Ruth kept her voice neutral. “Who?”
The newspaper dipped. Just once. Just enough. “Trash-to-Cash Tina. Two payments behind and one motivational post away from losing the whole unit at auction.”
The name hit the row like a stone dropped in standing water. Lexy pressed her lips together. Nans looked at the floor.
Ida, however, was not made for subtlety.
“Ha!” The sound came out bright and sharp, bouncing off the tile walls and the metal machines and the sleeping man across the room, who startled awake and knocked his hat off. “I knew that woman had debtor energy. The way she haggles at the—”
Every head in the laundromat swiveled toward them.
The sleeping man stared. A teenage girl on her phone looked up. A woman folding towels near the door stopped mid-fold.
Ruth’s spine went rigid.
Nans turned to Helen and said, in a carrying, exasperated voice, “I told you this blouse could not go in hot water.”
Helen, God bless her, didn’t miss a beat. “I followed the label exactly.”
“The label says cool. You said ‘close enough.’”
“I said slightly warm.”
“It’s pink, Helen. It was white this morning.”
Lexy pressed her hand flat against her mouth to keep from laughing.
The woman with the towels went back to folding. The teenager lost interest. The sleeping man found his hat and settled back in.

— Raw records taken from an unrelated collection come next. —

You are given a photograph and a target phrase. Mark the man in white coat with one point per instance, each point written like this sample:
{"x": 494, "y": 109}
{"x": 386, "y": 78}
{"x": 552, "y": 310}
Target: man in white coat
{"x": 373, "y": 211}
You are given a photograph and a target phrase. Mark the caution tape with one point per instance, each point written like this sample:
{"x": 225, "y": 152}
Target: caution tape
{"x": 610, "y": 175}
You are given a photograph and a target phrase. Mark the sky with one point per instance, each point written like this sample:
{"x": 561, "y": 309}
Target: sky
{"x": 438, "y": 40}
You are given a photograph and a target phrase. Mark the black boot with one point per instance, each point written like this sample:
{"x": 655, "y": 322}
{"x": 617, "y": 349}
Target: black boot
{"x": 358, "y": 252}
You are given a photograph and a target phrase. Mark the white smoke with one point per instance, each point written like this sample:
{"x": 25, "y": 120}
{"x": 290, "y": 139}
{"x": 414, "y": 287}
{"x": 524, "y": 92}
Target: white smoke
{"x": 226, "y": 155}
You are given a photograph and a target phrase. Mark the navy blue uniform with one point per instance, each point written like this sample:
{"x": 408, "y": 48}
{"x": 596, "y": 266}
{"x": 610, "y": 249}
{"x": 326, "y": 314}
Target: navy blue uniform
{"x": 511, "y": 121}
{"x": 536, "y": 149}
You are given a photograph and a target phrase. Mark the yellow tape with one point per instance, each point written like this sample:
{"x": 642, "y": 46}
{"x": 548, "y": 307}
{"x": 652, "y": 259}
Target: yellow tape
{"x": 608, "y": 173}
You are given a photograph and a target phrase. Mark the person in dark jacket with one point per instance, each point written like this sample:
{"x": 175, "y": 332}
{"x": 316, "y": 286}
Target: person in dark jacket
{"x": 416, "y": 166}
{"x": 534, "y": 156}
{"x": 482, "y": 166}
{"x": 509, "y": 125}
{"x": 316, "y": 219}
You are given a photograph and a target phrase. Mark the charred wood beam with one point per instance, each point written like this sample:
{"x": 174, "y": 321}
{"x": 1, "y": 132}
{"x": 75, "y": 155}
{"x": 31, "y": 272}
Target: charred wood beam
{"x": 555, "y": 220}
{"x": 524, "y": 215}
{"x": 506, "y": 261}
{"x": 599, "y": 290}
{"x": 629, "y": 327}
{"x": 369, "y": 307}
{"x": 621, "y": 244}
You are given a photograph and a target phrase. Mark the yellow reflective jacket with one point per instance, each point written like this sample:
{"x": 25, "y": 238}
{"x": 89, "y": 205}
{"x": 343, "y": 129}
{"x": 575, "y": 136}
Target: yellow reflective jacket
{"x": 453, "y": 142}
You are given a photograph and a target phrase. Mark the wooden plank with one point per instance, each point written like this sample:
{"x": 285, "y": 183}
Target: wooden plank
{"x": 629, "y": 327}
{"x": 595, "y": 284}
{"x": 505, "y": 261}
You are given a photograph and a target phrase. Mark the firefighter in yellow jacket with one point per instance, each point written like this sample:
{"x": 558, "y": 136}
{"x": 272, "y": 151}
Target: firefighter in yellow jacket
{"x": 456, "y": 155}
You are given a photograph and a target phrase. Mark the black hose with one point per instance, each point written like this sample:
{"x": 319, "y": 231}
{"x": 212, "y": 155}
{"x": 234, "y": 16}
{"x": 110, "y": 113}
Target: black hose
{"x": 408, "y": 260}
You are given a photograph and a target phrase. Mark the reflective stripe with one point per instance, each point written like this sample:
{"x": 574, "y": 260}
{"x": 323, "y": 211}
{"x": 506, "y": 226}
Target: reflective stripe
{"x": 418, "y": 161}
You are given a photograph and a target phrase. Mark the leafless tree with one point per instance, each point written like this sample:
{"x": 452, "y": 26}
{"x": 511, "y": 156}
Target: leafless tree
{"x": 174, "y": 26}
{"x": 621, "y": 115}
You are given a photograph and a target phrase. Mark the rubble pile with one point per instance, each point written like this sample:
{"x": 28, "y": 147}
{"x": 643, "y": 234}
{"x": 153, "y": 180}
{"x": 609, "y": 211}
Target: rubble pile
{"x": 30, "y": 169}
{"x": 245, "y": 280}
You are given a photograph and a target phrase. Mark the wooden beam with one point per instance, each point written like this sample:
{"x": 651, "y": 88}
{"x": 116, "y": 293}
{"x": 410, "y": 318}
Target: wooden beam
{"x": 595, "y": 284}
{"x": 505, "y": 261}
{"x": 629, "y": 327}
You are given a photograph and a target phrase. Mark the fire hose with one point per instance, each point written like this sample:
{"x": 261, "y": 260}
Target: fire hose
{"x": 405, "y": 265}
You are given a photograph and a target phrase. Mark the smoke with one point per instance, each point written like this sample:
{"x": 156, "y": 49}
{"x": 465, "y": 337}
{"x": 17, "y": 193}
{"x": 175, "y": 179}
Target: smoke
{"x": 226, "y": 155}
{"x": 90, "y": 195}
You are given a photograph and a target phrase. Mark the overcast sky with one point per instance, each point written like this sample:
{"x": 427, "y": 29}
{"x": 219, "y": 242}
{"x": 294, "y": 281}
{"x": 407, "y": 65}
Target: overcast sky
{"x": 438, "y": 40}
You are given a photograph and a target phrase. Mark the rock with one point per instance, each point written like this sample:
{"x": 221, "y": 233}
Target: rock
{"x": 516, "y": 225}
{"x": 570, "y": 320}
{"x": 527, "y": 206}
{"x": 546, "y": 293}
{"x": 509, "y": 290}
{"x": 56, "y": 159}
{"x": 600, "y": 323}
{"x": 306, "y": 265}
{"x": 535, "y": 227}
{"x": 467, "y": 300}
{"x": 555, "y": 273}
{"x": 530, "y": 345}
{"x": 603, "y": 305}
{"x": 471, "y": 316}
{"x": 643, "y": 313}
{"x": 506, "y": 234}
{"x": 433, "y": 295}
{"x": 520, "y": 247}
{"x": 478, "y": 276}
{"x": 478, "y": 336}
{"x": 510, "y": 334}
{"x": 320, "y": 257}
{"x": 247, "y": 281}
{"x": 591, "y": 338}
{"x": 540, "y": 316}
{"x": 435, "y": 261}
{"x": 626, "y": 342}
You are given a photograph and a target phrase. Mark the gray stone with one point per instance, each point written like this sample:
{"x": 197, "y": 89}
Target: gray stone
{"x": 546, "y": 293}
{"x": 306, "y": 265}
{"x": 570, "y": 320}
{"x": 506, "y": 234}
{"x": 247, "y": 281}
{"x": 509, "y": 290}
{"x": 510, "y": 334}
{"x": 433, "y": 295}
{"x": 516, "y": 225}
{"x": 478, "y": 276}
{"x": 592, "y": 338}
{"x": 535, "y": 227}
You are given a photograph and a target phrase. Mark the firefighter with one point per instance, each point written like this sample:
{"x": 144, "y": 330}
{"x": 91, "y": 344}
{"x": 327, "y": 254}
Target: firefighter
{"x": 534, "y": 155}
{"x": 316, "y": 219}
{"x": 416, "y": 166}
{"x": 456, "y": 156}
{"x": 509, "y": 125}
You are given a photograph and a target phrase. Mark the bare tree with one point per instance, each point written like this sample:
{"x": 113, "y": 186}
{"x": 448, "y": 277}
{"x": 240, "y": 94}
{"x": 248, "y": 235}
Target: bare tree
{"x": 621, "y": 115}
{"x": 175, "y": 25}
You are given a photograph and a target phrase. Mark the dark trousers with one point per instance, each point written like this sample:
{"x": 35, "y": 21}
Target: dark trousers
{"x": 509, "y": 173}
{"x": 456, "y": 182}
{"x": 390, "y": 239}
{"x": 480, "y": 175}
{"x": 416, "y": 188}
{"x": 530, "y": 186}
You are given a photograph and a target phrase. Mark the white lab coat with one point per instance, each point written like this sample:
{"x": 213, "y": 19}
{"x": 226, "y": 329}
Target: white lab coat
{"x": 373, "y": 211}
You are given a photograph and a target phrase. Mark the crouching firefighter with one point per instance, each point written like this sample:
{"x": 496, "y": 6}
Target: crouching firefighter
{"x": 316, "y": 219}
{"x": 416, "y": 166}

Behind the newspaper, barely audible over the dryers: “Amateurs.”
Ruth waited a full thirty seconds before speaking again. “Can you flag it if the unit goes to auction? Before the notice goes public?”
“I can do that.”
“And if anyone brings in a cat—”
“Yeah, yeah, I’ll be in touch.”
Another pause. The newspaper folded with the crisp efficiency of a man declaring a meeting adjourned.
“If anyone asks,” Mickey said, “I’ve never seen any of you in my life.”
Ida turned just slightly toward the wall. “That stings, Mickey. I feel like we’ve really connected today.”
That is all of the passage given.